Tools and frameworks powering modern context engineering

LangChain and LangGraph provide comprehensive frameworks for agent orchestration and context management. LangChain offers context engineering primitives including memory management, tool integration, and retrieval systems.

LangGraph extends these capabilities with workflow orchestration, state management, and complex reasoning chains. Both frameworks support thread-scoped short-term memory, long-term memory persistence, and context compression utilities.

LlamaIndex specializes in data frameworks for knowledge-intensive applications. Its architecture supports advanced document parsing, multi-modal indexing, and context-aware chat engines. Memory implementations include VectorMemoryBlock for vector database storage, FactExtractionMemoryBlock for automatic fact extraction, and StaticMemoryBlock for persistent information.

Anthropic’s Model Context Protocol (MCP) has emerged as the industry standard for context integration. Released in November 2024, MCP provides an open-source protocol for connecting AI systems to data sources, tools, and external services. The protocol standardizes how AI systems access and utilize external information sources.

Specialized tools address specific context engineering challenges. RAGAS provides real-time context quality evaluation. LangSmith offers agent tracing and observability for debugging context flows. Promptfoo enables systematic testing of context and prompt combinations. These tools are essential for maintaining and optimizing context engineering systems in production environments.

Real World Example – AI Coding Agents

AI Coding agents are a great example of how context engineering can dramatically impact the behaviour of an agent. We already know that LLMs have reached a point where they are incredibly good at writing or debugging code.

The reason an agent like Claude Code or Amp Code feels like magic is its ability to pull in the right context. It has a three-layer context management system that goes far beyond simple prompt engineering. This architecture enables them to understand not just individual files, but entire project ecosystems with their dependencies, conventions, and architectural patterns.

When you initialize Claude Code in a new project, it first scans the entire codebase to understand project organization, identifying key files like package.json, requirements.txt, or build configuration files that reveal the project’s technology stack and dependencies.

It then creates a Claude.md file that serve as a persistent memory system and provides project-specific context to the AI. It contains project conventions, architectural decisions, coding standards, and any special considerations. For example, a Claude.md file might specify: “This project uses functional React components only, follows conventional commit format, and requires all database queries to use the existing ORM patterns.”

We then have a dynamic layer that manages real-time information gathering and context assembly for specific tasks. When you ask Claude Code to “fix the authentication bug,” it doesn’t just look at files with “auth” in the name, it analyzes the codebase to understand authentication flow, identifies related middleware, configuration files, and test files that might be relevant.

Once it pulls in this context, it creates a plan to fix the bug and presents it to the user. Now we have the final layer of context, which is the conversation. This includes what the user says to the agent, as well as the tools the agent uses and the data it gets back.

When it executes shell commands, reads file contents, or integrates with GitHub APIs, the results become part of the context that informs future decisions. This creates a feedback loop where action results improve subsequent reasoning.

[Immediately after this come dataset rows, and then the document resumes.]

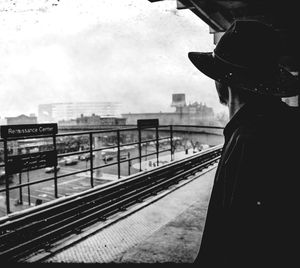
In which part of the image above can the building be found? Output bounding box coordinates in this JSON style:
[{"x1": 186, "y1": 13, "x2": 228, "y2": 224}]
[
  {"x1": 58, "y1": 114, "x2": 126, "y2": 127},
  {"x1": 6, "y1": 114, "x2": 37, "y2": 125},
  {"x1": 38, "y1": 102, "x2": 120, "y2": 123},
  {"x1": 122, "y1": 94, "x2": 215, "y2": 125}
]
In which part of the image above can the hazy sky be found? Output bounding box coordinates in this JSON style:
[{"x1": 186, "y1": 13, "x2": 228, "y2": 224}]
[{"x1": 0, "y1": 0, "x2": 225, "y2": 118}]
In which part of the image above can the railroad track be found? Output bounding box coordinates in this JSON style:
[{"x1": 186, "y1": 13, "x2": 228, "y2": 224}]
[{"x1": 0, "y1": 145, "x2": 222, "y2": 262}]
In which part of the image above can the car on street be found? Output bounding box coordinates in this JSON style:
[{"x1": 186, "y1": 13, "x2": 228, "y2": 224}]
[
  {"x1": 64, "y1": 156, "x2": 78, "y2": 166},
  {"x1": 78, "y1": 153, "x2": 95, "y2": 161},
  {"x1": 45, "y1": 166, "x2": 60, "y2": 173}
]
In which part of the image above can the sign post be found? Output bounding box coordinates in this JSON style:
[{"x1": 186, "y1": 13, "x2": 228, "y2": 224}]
[{"x1": 0, "y1": 124, "x2": 58, "y2": 214}]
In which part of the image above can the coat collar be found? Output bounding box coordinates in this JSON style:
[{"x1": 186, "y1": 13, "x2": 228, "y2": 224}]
[{"x1": 223, "y1": 99, "x2": 287, "y2": 142}]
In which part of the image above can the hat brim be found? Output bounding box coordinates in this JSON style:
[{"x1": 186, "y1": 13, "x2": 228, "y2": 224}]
[{"x1": 188, "y1": 52, "x2": 300, "y2": 97}]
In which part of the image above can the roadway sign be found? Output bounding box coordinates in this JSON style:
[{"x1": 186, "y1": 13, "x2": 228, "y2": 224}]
[
  {"x1": 0, "y1": 123, "x2": 57, "y2": 139},
  {"x1": 6, "y1": 151, "x2": 57, "y2": 175},
  {"x1": 137, "y1": 118, "x2": 159, "y2": 128}
]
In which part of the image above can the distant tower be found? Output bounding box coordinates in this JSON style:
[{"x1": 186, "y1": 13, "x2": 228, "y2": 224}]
[{"x1": 171, "y1": 93, "x2": 186, "y2": 113}]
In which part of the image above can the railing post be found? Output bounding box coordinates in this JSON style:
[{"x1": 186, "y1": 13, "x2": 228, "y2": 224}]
[
  {"x1": 3, "y1": 139, "x2": 10, "y2": 214},
  {"x1": 19, "y1": 172, "x2": 23, "y2": 204},
  {"x1": 127, "y1": 152, "x2": 131, "y2": 176},
  {"x1": 155, "y1": 126, "x2": 159, "y2": 166},
  {"x1": 117, "y1": 129, "x2": 121, "y2": 179},
  {"x1": 26, "y1": 170, "x2": 31, "y2": 206},
  {"x1": 138, "y1": 128, "x2": 142, "y2": 171},
  {"x1": 170, "y1": 125, "x2": 174, "y2": 161},
  {"x1": 53, "y1": 134, "x2": 58, "y2": 198},
  {"x1": 89, "y1": 132, "x2": 94, "y2": 188}
]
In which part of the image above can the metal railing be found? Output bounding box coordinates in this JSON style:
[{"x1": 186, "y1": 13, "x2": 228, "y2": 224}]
[
  {"x1": 0, "y1": 145, "x2": 222, "y2": 262},
  {"x1": 0, "y1": 125, "x2": 222, "y2": 214}
]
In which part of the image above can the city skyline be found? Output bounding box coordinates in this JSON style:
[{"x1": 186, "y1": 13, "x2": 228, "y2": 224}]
[{"x1": 0, "y1": 0, "x2": 225, "y2": 118}]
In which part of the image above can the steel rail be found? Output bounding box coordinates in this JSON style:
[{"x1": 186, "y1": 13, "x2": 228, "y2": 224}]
[{"x1": 0, "y1": 146, "x2": 222, "y2": 261}]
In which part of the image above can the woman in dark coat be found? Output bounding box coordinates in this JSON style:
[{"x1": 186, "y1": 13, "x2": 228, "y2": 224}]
[{"x1": 189, "y1": 21, "x2": 300, "y2": 267}]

Claude also has some nifty ways of managing when context gets too large like compacting a conversation (which includes all the results from tool calls).

Context Is All You Need

Like I said earlier, most failure modes in agents can be traced back to faulty context management. This is especially true in coding agents where the wrong context can lead to disastrous outcomes but the right context leads to vibe coding bliss.

As you design your systems, start simple, giving your agent limited context and enabling it to pick the most pertinent, and slowly scale up from there, adding more memory and tools to augment the context.